Withdrawal of international aid from Afghanistan disproportionately harms women and girls: NGO

The Taliban restricted women's rights further at the end of 2022.

February 23, 2023, 4:24 PM

Many aid organizations withdrew their funding to Afghanistan after the Taliban implemented several regressive policies on Afghan women's human rights in the final months of 2022. But the withdrawal of international aid from the country stands to harm the most vulnerable part of Afghanistan's population: women and girls, a new report from the International Crisis Group, a nongovernmental organization, says.

The Taliban restricted women's rights further at the end of 2022 by limiting women and girls' access to education and banning women from working at NGOs, the report said.

Women walk along a path in the Argo district of Badakhshan province, Afghanistan, on Feb. 22, 2023.
Omer Abrar/AFP via Getty Images

After the ban was announced, G7 donors, which provided most of the $3 billion in humanitarian funding for Afghanistan in 2022, threatened "unspecified future consequences" according to the new report.

The reaction of global leaders to the Taliban's policies disrupted the world's largest aid operation, as half of Afghanistan's population currently suffers from acute hunger.

About 11.6 million women and girls were impacted by reductions in aid. Drastic aid cuts would most likely impact women and girls who often receive the smallest share of food in Afghan families. Women and girls are considered to be most vulnerable to malnutrition and disease, the report said.

On Dec. 24, 2022, the nation's Ministry of Economy banned Afghan women from working for national and international NGOs in a widely circulated letter. Authorities clarified that the ban would not apply to women working in hospitals, clinics or other parts of the health sector, but for all other activities.

A woman carrying a child walks along a roadside in the Zhari district of Kandahar province, Afghanistan, on Feb. 15, 2023.
Sanaullah Seiam/AFP via Getty Images

The rule prevented tens of thousands of NGO staff from doing their jobs. Women account for about 30%of Afghan NGO workers in the country, the report said.

Some aid agencies chose to suspend operations in Afghanistan but continued to negotiate with the Taliban to get limited authorizations for their female workers, obtaining permission for them to resume work in health, nutrition, education and other programs. However, a large number of life-saving activities still remain officially illegal.

The Ministry of Higher Education issued a written order to public and private universities, suspending female education until further notice also in December 2022, the report said.

The report goes into detail about how the enforcement of education restrictions on women were implemented inside of Afghanistan, citing interviews conducted by members of the International Crisis Group working from inside the country.

A girl carries empty water containers on a snow-covered street in Kabul, Afghanistan, Jan. 26, 2023.
Ali Khara/Reuters, FILE

The Taliban stood at checkpoints set up around universities, confronting female students and teachers at campus gates. Male students were ushered inside of universities while women were told, at gunpoint, they could no longer attend. Students protested in several cities, but the Taliban dispersed them with water cannons, beatings and arrests, according to the report.

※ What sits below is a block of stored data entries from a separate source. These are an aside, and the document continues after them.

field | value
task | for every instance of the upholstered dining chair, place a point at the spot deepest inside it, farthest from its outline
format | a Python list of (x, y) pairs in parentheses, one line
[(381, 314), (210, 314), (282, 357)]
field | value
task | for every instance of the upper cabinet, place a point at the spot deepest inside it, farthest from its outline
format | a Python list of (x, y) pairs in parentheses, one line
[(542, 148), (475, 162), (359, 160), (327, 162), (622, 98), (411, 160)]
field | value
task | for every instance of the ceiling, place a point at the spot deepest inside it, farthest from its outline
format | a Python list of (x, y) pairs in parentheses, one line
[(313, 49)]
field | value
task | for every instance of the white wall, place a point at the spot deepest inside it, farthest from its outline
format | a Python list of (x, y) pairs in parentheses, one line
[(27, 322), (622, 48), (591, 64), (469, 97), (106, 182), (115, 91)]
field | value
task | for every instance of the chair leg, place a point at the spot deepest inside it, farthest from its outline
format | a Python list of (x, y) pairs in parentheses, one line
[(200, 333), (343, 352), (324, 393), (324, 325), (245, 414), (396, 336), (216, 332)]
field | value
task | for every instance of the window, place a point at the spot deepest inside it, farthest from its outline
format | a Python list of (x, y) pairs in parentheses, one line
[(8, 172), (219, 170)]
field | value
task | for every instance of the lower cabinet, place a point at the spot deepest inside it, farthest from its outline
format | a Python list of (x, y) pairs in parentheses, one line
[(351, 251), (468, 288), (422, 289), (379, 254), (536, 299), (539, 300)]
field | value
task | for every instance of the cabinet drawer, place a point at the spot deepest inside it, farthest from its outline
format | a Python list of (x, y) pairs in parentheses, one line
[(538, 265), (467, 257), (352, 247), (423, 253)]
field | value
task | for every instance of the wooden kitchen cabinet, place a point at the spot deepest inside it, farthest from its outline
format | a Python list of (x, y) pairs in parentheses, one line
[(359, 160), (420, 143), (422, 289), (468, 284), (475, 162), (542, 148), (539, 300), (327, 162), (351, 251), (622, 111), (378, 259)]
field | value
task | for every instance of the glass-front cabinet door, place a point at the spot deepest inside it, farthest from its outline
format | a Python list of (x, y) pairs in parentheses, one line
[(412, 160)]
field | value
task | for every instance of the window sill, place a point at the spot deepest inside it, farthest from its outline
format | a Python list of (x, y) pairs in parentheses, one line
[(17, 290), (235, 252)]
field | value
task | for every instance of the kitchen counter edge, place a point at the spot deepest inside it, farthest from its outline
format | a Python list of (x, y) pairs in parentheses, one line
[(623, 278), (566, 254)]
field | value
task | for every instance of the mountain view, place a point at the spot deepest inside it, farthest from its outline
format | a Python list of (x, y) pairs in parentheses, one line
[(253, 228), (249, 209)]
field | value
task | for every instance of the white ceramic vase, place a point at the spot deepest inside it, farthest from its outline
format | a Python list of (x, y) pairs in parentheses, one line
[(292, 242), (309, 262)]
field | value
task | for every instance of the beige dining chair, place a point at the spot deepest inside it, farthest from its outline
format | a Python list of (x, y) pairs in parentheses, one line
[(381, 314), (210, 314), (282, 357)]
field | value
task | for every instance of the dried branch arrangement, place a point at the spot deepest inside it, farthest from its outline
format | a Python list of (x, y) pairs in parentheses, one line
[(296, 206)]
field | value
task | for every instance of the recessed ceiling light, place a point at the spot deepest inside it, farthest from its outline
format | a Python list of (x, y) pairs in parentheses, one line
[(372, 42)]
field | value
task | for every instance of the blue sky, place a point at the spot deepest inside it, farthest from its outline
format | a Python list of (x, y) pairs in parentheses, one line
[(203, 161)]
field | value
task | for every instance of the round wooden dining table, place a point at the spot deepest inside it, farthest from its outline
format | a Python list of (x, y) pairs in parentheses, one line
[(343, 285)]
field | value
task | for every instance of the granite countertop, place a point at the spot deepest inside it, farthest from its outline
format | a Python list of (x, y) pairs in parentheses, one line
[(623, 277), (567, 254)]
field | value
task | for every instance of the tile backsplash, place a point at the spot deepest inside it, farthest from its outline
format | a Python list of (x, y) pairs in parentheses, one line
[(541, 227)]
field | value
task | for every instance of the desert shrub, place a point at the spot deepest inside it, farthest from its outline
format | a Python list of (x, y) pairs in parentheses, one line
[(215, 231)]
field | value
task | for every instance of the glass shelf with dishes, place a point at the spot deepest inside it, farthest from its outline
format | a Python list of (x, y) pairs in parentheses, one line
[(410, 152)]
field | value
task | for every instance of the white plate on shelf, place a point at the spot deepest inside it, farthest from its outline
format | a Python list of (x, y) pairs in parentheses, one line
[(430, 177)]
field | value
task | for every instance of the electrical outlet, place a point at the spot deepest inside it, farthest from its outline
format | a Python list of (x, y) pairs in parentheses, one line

In January 2023, The Ministry of Education issued a statement stating that all schooling in grades one to six would be permitted. Later in the month, another statement said women are barred from private universities.

The Taliban also banned Afghan women and girls from accessing parks, gyms and bath houses, and reintroduced the public punishment of criminals, including floggings and executions, previous hallmarks of the regime's brutality, in November, a month before the education restrictions were implemented, the report stated.